No evidence the CDC 'quietly' confirmed 118,000 people 'died suddenly' due to Covid-19 vaccines

Last updated on: 21 December,2022 11:19 am

No evidence the CDC 'quietly' confirmed 118,000 people 'died suddenly' due to Covid-19 vaccines

(Reuters) - There is no evidence that the US Centers for Disease Control and Prevention (CDC) confirmed Covid-19 vaccines caused or contributed to 118,000 deaths in children and young adults, contrary to what is claimed in an article that is being shared online. The CDC has not yet found patterns indicating that vaccines are causing deaths, a CDC spokesperson told Reuters.

An Instagram user said, “CDC: *clears throat*… Anyways, moving on…” while sharing an article headline that reads, “CDC quietly confirms at least 118k Children & Young Adults have ‘Died Suddenly’ in the USA since the roll-out of the Covid Vaccines” (here). More examples of users sharing the headline can be seen (here) and (here).

The headline appears to reference a film titled “Died Suddenly” that spread baseless assertions about the vaccines, debunked by Reuters in depth (here).

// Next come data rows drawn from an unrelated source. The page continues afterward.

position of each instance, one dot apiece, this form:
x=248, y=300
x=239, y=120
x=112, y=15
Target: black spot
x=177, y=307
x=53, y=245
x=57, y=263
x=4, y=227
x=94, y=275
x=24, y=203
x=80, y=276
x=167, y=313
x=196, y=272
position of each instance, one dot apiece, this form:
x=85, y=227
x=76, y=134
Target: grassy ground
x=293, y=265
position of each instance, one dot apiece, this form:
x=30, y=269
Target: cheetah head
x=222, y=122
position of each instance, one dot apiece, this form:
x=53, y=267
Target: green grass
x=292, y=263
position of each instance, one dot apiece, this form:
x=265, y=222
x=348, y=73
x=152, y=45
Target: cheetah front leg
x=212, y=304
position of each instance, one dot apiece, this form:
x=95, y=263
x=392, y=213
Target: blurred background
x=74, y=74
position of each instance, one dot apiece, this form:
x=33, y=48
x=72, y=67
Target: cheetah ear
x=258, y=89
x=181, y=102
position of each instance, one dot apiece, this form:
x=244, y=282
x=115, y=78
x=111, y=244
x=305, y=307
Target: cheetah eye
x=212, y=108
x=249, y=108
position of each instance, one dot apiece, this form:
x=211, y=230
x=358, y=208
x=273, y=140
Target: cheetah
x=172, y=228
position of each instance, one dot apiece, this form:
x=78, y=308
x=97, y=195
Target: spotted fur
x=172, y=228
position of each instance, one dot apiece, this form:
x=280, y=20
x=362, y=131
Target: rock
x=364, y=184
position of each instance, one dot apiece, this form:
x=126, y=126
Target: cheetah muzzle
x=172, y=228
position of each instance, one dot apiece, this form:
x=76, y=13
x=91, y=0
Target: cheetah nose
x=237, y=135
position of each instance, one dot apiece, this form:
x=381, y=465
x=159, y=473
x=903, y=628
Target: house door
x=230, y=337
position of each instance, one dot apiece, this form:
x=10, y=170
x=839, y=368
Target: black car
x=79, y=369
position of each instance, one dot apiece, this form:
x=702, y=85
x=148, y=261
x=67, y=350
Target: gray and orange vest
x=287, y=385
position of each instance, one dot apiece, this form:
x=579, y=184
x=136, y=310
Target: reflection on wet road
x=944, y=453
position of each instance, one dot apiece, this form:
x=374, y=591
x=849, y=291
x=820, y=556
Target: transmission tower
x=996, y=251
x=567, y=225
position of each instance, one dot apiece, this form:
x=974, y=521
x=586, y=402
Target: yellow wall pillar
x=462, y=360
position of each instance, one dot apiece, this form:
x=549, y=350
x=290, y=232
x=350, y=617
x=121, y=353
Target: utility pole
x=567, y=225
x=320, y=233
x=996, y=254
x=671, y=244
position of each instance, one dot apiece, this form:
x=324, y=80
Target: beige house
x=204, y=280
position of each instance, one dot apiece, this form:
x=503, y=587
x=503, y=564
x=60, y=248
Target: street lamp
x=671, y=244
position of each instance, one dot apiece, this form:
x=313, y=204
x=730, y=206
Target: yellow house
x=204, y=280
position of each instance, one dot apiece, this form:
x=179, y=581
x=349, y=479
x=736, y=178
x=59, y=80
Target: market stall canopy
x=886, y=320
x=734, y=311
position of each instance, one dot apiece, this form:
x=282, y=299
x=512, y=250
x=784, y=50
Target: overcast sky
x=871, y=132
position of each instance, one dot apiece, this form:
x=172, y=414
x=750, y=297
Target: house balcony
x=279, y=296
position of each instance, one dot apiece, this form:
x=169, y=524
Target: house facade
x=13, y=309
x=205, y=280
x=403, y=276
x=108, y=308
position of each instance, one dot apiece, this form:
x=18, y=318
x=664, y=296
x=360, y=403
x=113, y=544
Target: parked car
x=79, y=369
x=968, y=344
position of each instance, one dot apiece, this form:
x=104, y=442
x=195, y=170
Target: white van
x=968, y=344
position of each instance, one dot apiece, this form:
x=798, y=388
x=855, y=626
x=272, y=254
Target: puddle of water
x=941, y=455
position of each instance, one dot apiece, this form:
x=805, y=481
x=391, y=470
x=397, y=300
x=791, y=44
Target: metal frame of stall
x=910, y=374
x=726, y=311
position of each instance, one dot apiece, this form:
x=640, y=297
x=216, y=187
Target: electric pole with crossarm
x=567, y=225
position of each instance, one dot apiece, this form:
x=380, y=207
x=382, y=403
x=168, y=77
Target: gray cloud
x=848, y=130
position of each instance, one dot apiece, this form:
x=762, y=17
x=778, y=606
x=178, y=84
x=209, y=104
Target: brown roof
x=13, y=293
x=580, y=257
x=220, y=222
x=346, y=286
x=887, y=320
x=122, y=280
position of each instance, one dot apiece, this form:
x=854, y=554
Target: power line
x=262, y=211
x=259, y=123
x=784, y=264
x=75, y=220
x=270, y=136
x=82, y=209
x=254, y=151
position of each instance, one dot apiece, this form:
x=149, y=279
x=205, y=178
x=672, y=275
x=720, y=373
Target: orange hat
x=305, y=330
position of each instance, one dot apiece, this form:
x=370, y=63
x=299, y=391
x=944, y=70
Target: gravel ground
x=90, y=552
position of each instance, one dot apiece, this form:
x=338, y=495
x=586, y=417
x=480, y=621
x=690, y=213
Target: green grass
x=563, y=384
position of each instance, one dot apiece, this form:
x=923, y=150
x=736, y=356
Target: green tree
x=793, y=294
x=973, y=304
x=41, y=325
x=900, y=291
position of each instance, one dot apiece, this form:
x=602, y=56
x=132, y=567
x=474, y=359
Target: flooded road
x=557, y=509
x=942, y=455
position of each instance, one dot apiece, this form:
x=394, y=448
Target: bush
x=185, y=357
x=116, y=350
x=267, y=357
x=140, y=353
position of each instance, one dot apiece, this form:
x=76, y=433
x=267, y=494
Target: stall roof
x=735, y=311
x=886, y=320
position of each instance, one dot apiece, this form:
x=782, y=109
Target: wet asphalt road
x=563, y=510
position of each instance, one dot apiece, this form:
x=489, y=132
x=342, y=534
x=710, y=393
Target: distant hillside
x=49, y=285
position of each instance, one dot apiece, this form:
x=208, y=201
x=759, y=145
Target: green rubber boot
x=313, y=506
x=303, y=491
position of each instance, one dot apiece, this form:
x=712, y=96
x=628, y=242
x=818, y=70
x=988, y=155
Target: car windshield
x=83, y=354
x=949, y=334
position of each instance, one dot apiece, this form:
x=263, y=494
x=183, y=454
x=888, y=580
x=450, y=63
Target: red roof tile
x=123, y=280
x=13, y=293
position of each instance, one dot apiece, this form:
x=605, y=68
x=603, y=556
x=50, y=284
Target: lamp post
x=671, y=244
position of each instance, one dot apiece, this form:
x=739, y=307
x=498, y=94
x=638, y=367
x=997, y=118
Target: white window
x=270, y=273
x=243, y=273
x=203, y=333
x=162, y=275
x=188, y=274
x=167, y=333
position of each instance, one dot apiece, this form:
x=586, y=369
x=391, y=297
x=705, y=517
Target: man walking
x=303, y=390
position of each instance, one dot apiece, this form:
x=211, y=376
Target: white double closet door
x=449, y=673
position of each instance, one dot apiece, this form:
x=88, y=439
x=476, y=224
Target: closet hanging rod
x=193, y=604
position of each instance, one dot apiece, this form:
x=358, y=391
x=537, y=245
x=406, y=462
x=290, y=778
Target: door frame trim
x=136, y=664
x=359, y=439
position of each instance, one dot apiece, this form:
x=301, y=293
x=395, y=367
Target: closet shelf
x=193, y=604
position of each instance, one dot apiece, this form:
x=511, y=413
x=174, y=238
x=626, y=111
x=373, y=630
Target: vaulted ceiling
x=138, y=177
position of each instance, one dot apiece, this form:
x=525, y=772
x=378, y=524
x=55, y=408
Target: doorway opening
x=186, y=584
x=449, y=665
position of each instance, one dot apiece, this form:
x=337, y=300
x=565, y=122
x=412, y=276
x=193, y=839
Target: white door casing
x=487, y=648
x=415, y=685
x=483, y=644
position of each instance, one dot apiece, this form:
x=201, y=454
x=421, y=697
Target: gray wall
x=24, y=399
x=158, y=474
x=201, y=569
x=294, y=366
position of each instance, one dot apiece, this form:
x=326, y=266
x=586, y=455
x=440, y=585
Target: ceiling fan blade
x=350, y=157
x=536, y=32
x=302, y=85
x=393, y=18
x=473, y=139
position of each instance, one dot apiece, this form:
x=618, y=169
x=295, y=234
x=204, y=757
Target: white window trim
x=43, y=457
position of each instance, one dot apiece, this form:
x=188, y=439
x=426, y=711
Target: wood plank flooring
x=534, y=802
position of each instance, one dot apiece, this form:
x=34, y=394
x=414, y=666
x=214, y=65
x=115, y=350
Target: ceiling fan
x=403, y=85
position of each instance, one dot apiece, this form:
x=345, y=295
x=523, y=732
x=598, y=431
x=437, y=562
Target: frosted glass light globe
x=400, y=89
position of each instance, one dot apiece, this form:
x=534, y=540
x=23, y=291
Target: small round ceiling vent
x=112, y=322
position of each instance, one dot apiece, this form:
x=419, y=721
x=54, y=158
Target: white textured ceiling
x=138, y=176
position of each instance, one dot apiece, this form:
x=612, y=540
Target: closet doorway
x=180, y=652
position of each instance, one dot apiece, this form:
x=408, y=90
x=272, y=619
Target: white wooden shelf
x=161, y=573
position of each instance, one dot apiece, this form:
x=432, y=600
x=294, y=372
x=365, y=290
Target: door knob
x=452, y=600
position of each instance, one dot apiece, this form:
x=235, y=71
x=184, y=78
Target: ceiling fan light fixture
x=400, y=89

A Google search for the headline in the viral posts leads to a Nov. 30 article with an identical headline on The Expose, which can be seen (here). It says the Organisation for Economic Co-operation and Development (OECD) (www.oecd.org/about/) received data from the CDC that proves nearly 118,000 excess deaths in children and young adults and claims “the Covid-19 injections have been and are continuing to kill people.”

The term “excess deaths” is defined as “the difference between the observed numbers of deaths in specific time periods and expected numbers of deaths in the same time periods” (here).

The excess-deaths numbers published by OECD referred to in the claims, however, represent all excess deaths from any cause. And the U.S. data from which the figures are drawn show that Covid-19 deaths are the main source of the excess.

OECD TOTALS

The OECD figures cited by the article can be seen (here), in the “Excess deaths by week, 2020-2022” table, filtering for the “0-44” age group and looking at the United States data.

An OECD spokesperson told Reuters that the organization extracts figures published by the CDC, and that the data in the article “appears to be consistent with the data published by OECD which shows weekly excess deaths, that is the number of deaths in each week compared to an average of the deaths observed in the same week in the years 2015-19.”

However, the figures show “the number of additional deaths recorded – from ALL causes – both sudden and otherwise – in each week compared to the average expected,” and do not relate to deaths due to Covid-19 vaccines as the article claims, the OECD spokesperson said.

EXCESS COVID DEATHS

Data on the CDC website shows excess mortality rates, for all ages, separated by those with or without Covid-19 (select “Excess deaths with and without COVID-19” under dashboard options, here).

The graph shows that the spikes (blue) beyond the expected number of deaths (orange line) happen when Covid-19 is included in the death counts, whereas deaths excluding Covid-19 (green) appear aligned to what was expected (here) (imgur.com/FeapCRD).

The data suggest excess mortality in the US was due to Covid-19, not the vaccines. Indeed, an analysis from the Yale School of Public Health found that once Covid vaccines were introduced, excess deaths were lower in the most highly-vaccinated parts of the country as compared to regions with low vaccination rates (here).

NO SPIKE TIED TO VACCINES

“To date, CDC has not detected any unusual or unexpected patterns for deaths following immunization that would indicate that Covid vaccines are causing or contributing to deaths,” a CDC spokesperson told Reuters. Statements that imply that reports of deaths following vaccination equate to deaths caused by vaccination are scientifically inaccurate, misleading, and irresponsible.”

After analysis of nearly 18,000 preliminary reports of death submitted to the CDC’s Vaccine Adverse Event Reporting system (VAERS) (here), and review of death certificates, autopsies and medical records, the CDC has “identified nine deaths causally associated with J&J/Janssen Covid-19 vaccination,” the agency states on its website.

The Expose article includes other claims previously debunked by Reuters, including the false claims that vaccinated individuals are more likely to die than the unvaccinated and that vaccines are neither safe nor effective (here) (here), (here), (here) and (here).

The Expose did not immediately respond to a Reuters request for comment.

VERDICT

Misleading. The CDC did not confirm thousands of deaths due to Covid-19 vaccines.